At Home with Teenie Harris

Charles “Teenie” Harris (1908-1998) was an American photographer who chronicled life in predominately African American neighborhoods in Pittsburgh, Pennsylvania for the Pittsburgh Courier. Working for the newspaper from 1936 to 1975, Harris shot over 80,000 negatives, making his archive one of the largest and most complete photographic collections of a minority group in the United States. Considered a working class photographer, Harris had his beat in which he frequented the same neighborhoods everyday, most notably The Hill District. The Hill, as it is often referred to as, was the birthplace of, and inspiration for August Wilson’s collection of plays, The Pittsburgh Cycle. Harris showed nearly every single facet of life in his photographs and was nicknamed ‘One Shot’ as he rarely retook an image.

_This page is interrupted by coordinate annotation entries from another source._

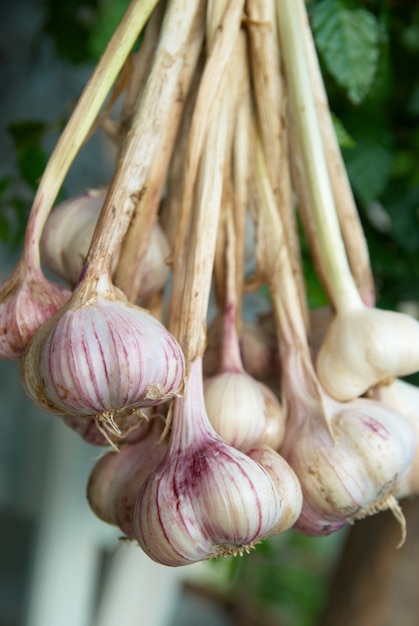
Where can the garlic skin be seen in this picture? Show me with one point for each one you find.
(68, 233)
(364, 347)
(117, 478)
(257, 347)
(27, 300)
(206, 499)
(102, 358)
(244, 412)
(127, 429)
(404, 398)
(351, 471)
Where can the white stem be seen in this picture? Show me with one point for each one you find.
(292, 19)
(149, 125)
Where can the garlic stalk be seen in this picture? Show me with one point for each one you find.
(102, 357)
(207, 499)
(131, 268)
(27, 289)
(243, 411)
(363, 346)
(68, 233)
(347, 456)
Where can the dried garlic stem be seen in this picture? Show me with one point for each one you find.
(142, 61)
(199, 256)
(129, 182)
(271, 103)
(340, 284)
(81, 120)
(350, 224)
(280, 275)
(129, 273)
(238, 73)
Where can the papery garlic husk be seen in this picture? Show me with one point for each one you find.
(243, 411)
(27, 300)
(103, 358)
(207, 499)
(117, 478)
(404, 398)
(350, 470)
(128, 428)
(68, 233)
(364, 347)
(258, 350)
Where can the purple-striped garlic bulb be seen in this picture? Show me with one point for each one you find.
(102, 357)
(349, 458)
(68, 233)
(242, 410)
(118, 477)
(207, 499)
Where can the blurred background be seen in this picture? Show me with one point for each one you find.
(61, 566)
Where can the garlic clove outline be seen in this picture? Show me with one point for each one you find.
(206, 499)
(404, 398)
(68, 233)
(353, 472)
(117, 478)
(27, 300)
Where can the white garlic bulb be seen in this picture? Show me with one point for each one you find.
(207, 499)
(101, 357)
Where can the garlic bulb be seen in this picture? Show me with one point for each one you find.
(68, 233)
(349, 470)
(101, 357)
(243, 411)
(117, 478)
(404, 398)
(364, 347)
(257, 349)
(207, 499)
(27, 300)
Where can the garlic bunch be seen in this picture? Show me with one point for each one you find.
(27, 300)
(349, 456)
(68, 233)
(117, 478)
(257, 349)
(349, 469)
(207, 499)
(363, 346)
(101, 357)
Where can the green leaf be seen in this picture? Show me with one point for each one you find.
(31, 157)
(348, 41)
(344, 138)
(368, 164)
(110, 15)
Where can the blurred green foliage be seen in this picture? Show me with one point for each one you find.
(369, 53)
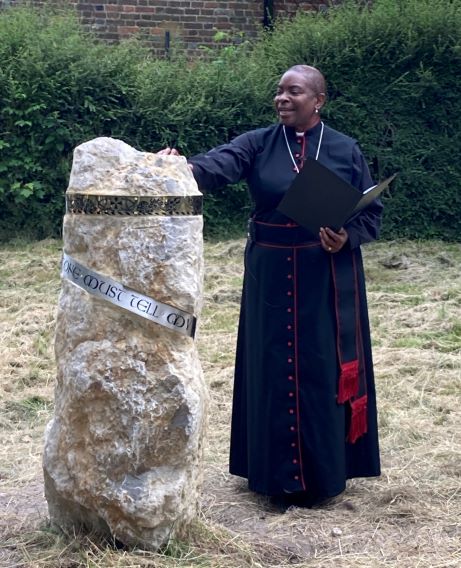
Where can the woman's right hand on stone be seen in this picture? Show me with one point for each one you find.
(170, 151)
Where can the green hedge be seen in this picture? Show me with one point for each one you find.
(393, 74)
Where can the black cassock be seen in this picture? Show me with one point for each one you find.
(304, 409)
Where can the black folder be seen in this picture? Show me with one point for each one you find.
(320, 198)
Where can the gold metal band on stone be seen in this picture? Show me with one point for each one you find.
(80, 203)
(114, 292)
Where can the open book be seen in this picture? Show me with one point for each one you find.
(320, 198)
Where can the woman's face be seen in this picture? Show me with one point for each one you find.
(296, 101)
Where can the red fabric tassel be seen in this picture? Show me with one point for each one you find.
(359, 425)
(348, 381)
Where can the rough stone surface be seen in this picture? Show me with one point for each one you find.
(123, 452)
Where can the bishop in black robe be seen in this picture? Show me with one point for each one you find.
(304, 411)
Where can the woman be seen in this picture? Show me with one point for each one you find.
(304, 411)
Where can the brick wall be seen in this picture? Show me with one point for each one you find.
(182, 24)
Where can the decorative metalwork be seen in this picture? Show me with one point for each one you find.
(79, 203)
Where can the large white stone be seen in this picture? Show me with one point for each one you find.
(123, 452)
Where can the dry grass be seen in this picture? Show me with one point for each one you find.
(410, 517)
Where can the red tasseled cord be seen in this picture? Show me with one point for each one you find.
(348, 381)
(359, 425)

This collection includes images made of home life, both staged and candid. Primarily using a Speed Graphic camera, Harris was able to show these moments in great detail and spontaneity. Ranging from weddings to birthdays, and games to posed shots, these images subvert stereotypes and reaffirm the beauty of life. There are many striking images in Harris’ archive as he photographed major celebrities of his time, but it is in the breadth of images that show everyday lives of ordinary people where he finds his strength.

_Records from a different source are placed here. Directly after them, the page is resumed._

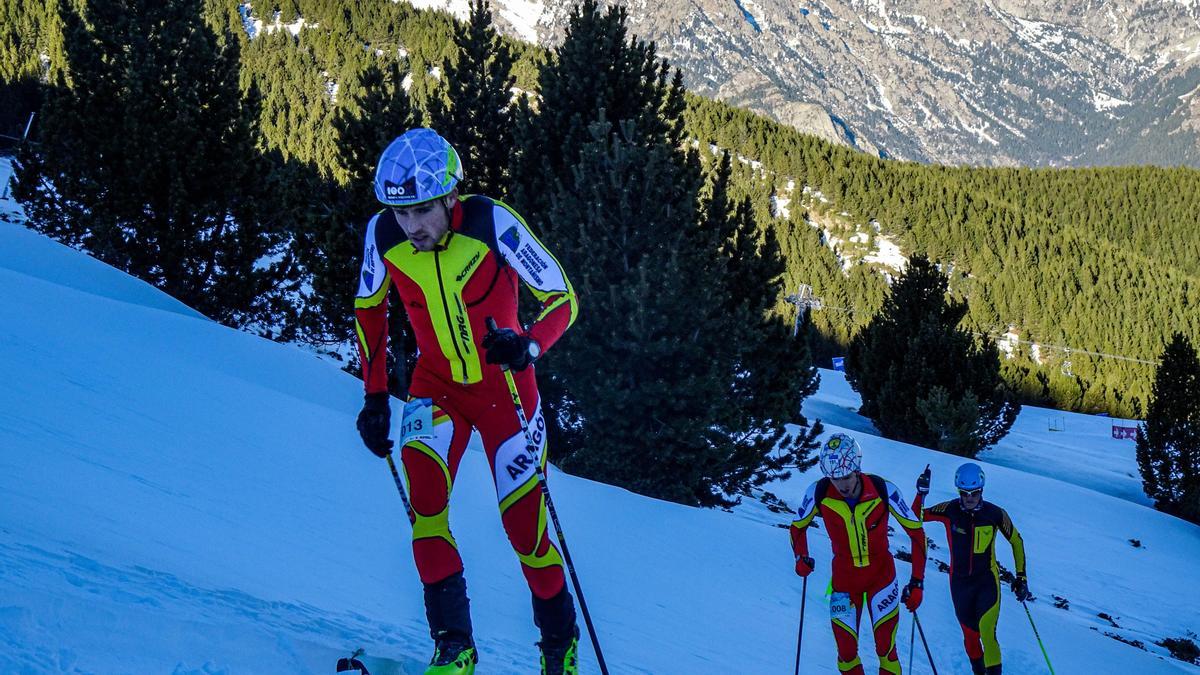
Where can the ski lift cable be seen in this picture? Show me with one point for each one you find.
(1067, 350)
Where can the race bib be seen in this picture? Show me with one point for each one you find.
(418, 420)
(841, 610)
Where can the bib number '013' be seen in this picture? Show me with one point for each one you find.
(418, 420)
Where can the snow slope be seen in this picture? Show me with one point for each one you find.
(181, 497)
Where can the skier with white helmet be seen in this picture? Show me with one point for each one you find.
(456, 262)
(855, 507)
(971, 526)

One moment that is quiet in its beauty shows his young son Ira Vann Harris spraying his brother, Lionel Harris, with a garden hose. In this image, you can see the bottom of Harris’s coat hanging from the fence, suggesting he stumbled upon his children playing in the yard. Another image shows his wife, Elisa Elliott Harris, washing their laughing daughter Crystal Harris as Cheryl “Tiny” Harris stands outside the tub smiling. In a different moment, Harris shows us two young girls being amused by talking with former slave Sabre “Mother” Washington. While so many of these images are staged or shot in a way that would look good in a newspaper, Harris’ genuine connection with his subjects elevates his work and brings his voice into the canon of American documentary photography 


Esther Bubley’s New York City

Esther Bubley (1921-1998) was an American photographer who worked under Roy Stryker at U.S Office of War Information and subsequently the Standard Oil Company. In her long and largely overlooked career, Ms. Bubley created a vast archive of editorial and personal work that captures her subjects quietly and unobtrusively. It’s hard to find images with the subject noticeably aware of her presence. Those who knew her noted her general respect for humanity in the recording of everyday moments in the lives of ordinary people. No doubt an admirer of childhood, Ms. Budley’s images show children often in tender moments. Most striking is an image of Toni Parks, daughter of Gordon Parks, in a bathing suit reaching to put the tips of her toes in water. Framed directly in the center, a crack in a large rock guides the viewer to the white trim of Toni’s bathing suit. It is in images such as that and of a young boy penciling on eyebrows, that show Ms. Bubley’s aim to show children as accurately as possible.

The tendency to view Ms. Budley’s archive with nostalgia for a lost New York is hard to combat, as some of her subjects, namely The Parachute Jump at Coney Island and Third Avenue El, no longer exist. Yet when one moves past such a viewing, , you can begin to see the uninterrupted interactions between people. The views of two woman at Rockefeller Center and two men at the Greyhound Bus Station show such interactions. In her work, Ms. Bubley was able to combine her artistic and journalist eyes, creating many beautiful images such as a man cleaning the Prometheus statue at 30 Rockefeller Center. In this image, the tonal quality of the statue and the worker’s shirt, in addition to their similar poses seem to combine the figures. The artist’s images combine the work of photojournalism with mere observation through the lens to showcase the painful, beautiful, and mundane nuances of living in America.  


Dividing the Rio Grande

In Mari Kon’s “Rio Grande”, she shows us her take of the U.S./Mexico border with precise composition yet ambiguous content. Alternating between black and white and color, Ms. Kon illustrates the complex nature of living in a border town, specifically El Paso and Ciudad Juarez. Reminiscent of The New Topographic movement, Ms. Kon shows us a story of the border that is devoid of people. She collapses the natural landscape with the built world in single frame to disorient us and make us question the role of a border. In frames that could evoke a range of emotions depending on where one lives in relation to the border, these images adhere to a very clear visual language that incorporates a certain dark humor with formalism.

With the exception of the few frames that show people, these views show in large part, what human activity has created. They subtly allude to the arbitrariness of borders, morphing the entire body of work to create a new city. This is no doubt due to the rejection of more typical journalistic views from the U.S./Mexico border. In what could be seen as a political stance, Ms. Kon shows us a US Border Control patrol car, covered with plastic in a room with only spackle on the walls. There is no violence being shown in this work, just the physical consequences to two cities that sit on opposite sides of the same river.